Francis has been compared to Saint John XXIII, the “Good Pope John” who convened Vatican II, because his pastoral touch inspires hope in many. But in that revealing interview he gave to fellow Jesuit Antonio Spadaro last year, Francis remembered John XXIII as a radical in a sense that ordinary Catholics would not readily understand.
(I wrestled with the idea for a long time.)
“According to St. Ignatius, great principles must be embodied in the circumstances of place, time and people. In his own way, John XXIII adopted this attitude with regard to the government of the church, when he repeated the motto, ‘See everything; turn a blind eye to much; correct a little.’ John XXIII saw all things, the maximum dimension, but he chose to correct a few, the minimum dimension. You can have large projects and implement them by means of a few of the smallest things.
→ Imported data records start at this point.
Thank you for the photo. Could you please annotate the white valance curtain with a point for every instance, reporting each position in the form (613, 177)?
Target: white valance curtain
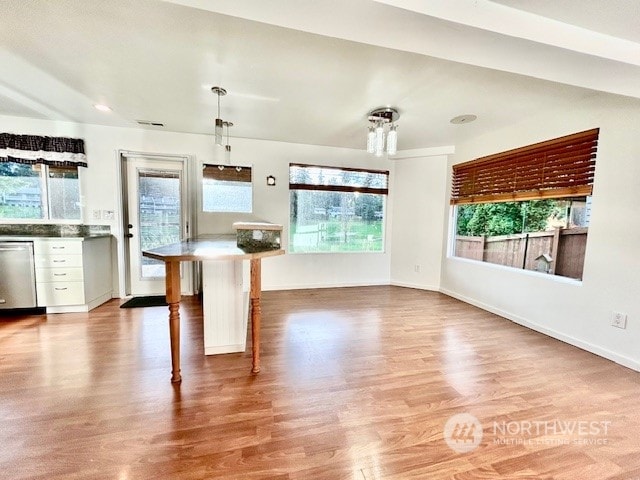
(31, 149)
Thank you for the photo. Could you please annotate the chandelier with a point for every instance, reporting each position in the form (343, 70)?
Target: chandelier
(379, 120)
(220, 92)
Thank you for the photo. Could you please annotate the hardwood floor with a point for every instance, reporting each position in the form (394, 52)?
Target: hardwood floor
(356, 383)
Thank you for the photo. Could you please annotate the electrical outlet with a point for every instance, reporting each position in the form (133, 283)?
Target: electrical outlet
(619, 319)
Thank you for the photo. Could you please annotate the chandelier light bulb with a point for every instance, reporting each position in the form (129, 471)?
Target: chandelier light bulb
(392, 141)
(382, 123)
(379, 141)
(220, 92)
(218, 131)
(371, 140)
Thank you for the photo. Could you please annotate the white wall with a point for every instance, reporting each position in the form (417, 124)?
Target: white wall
(418, 217)
(576, 312)
(99, 184)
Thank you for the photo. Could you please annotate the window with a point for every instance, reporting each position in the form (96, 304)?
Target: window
(527, 208)
(336, 209)
(227, 188)
(39, 192)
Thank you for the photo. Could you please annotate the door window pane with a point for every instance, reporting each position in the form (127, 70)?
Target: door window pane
(159, 215)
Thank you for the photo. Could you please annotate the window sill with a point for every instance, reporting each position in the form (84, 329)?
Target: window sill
(518, 271)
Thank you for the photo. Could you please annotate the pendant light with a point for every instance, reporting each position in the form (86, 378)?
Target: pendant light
(220, 92)
(227, 147)
(378, 121)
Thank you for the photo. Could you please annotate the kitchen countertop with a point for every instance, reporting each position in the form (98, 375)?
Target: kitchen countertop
(31, 238)
(214, 247)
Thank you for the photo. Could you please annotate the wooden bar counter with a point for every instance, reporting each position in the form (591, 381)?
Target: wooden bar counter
(219, 247)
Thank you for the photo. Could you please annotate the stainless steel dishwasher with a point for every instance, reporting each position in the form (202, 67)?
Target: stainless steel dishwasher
(17, 275)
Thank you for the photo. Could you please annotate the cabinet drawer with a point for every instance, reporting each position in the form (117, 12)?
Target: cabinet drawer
(57, 247)
(59, 274)
(56, 294)
(54, 261)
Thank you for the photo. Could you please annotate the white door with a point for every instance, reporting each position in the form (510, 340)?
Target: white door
(155, 216)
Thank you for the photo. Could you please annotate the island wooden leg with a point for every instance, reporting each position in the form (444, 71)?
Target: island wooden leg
(256, 312)
(173, 299)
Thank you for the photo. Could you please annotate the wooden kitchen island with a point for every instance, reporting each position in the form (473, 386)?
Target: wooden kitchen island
(210, 250)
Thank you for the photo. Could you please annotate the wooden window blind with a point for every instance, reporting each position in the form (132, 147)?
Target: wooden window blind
(228, 173)
(338, 179)
(563, 167)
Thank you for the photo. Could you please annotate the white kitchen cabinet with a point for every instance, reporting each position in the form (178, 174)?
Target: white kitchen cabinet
(72, 274)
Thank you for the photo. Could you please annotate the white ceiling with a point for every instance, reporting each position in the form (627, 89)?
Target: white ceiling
(308, 72)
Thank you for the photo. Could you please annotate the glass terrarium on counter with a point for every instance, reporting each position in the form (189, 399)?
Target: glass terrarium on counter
(258, 236)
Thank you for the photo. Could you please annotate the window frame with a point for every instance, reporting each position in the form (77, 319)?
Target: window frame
(565, 167)
(384, 192)
(46, 200)
(218, 212)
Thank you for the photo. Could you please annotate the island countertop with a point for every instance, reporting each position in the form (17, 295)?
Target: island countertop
(214, 247)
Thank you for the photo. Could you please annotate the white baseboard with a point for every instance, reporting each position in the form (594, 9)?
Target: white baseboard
(221, 349)
(304, 286)
(576, 342)
(431, 288)
(81, 308)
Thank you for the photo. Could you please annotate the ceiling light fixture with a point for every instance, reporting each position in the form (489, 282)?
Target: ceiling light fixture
(227, 147)
(220, 92)
(378, 121)
(460, 119)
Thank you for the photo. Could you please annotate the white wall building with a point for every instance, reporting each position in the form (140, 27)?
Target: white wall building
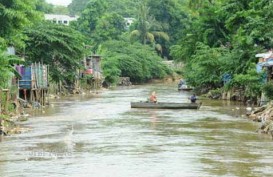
(60, 19)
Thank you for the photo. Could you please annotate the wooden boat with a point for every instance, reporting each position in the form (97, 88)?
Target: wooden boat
(165, 105)
(185, 88)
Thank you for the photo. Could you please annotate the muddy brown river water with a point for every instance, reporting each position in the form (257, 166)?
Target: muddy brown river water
(101, 136)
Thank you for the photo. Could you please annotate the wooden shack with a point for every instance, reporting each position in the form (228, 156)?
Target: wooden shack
(33, 84)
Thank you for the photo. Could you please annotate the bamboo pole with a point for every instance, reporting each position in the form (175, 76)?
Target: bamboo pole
(0, 101)
(7, 100)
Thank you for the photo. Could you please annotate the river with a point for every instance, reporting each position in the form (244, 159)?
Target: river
(102, 136)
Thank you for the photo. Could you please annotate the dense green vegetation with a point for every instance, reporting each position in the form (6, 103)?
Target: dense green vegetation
(214, 38)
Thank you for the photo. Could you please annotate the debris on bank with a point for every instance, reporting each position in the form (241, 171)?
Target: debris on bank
(264, 115)
(8, 125)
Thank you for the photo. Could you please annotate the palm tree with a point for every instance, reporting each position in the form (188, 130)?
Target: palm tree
(147, 28)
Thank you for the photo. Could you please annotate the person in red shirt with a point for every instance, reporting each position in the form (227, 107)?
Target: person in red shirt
(153, 97)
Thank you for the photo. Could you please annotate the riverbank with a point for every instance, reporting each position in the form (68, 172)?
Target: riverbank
(264, 115)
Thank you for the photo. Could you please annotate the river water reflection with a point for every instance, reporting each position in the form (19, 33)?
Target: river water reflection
(102, 136)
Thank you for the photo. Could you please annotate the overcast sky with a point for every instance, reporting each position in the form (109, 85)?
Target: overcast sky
(59, 2)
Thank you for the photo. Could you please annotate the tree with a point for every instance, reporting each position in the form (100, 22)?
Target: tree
(59, 46)
(147, 28)
(137, 61)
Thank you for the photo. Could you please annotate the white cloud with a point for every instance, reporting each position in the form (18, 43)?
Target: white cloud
(59, 2)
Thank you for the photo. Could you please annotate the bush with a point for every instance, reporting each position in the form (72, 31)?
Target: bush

Or you can use weak means that are more effective than strong ones, as Paul also said in his First Letter to the Corinthians.”
To the Vatican II generation, who see John XXIII as a reformer of the ages, audacity personified, this is news: “[H]e chose to correct the minimum dimension.” (And yet look at all he has wrought.)
I hope I understand this application of Ignatian discernment to church governance correctly; the context in which Francis spoke of the pope he is often compared to is the discussion about what he calls the “virtue of the large and small…. That means being able to do the little things of every day with a big heart open to God and to others. That means being able to appreciate the small things inside large horizons, those of the kingdom of God.”
Second, “time is greater than space.”
That phrase recurs in Francis’ interviews, and finds a special place in his “Evangelii Gaudium.” I understand it to mean that process is more important than structure; this, the Pope writes, is “a first principle for progress in building a people.”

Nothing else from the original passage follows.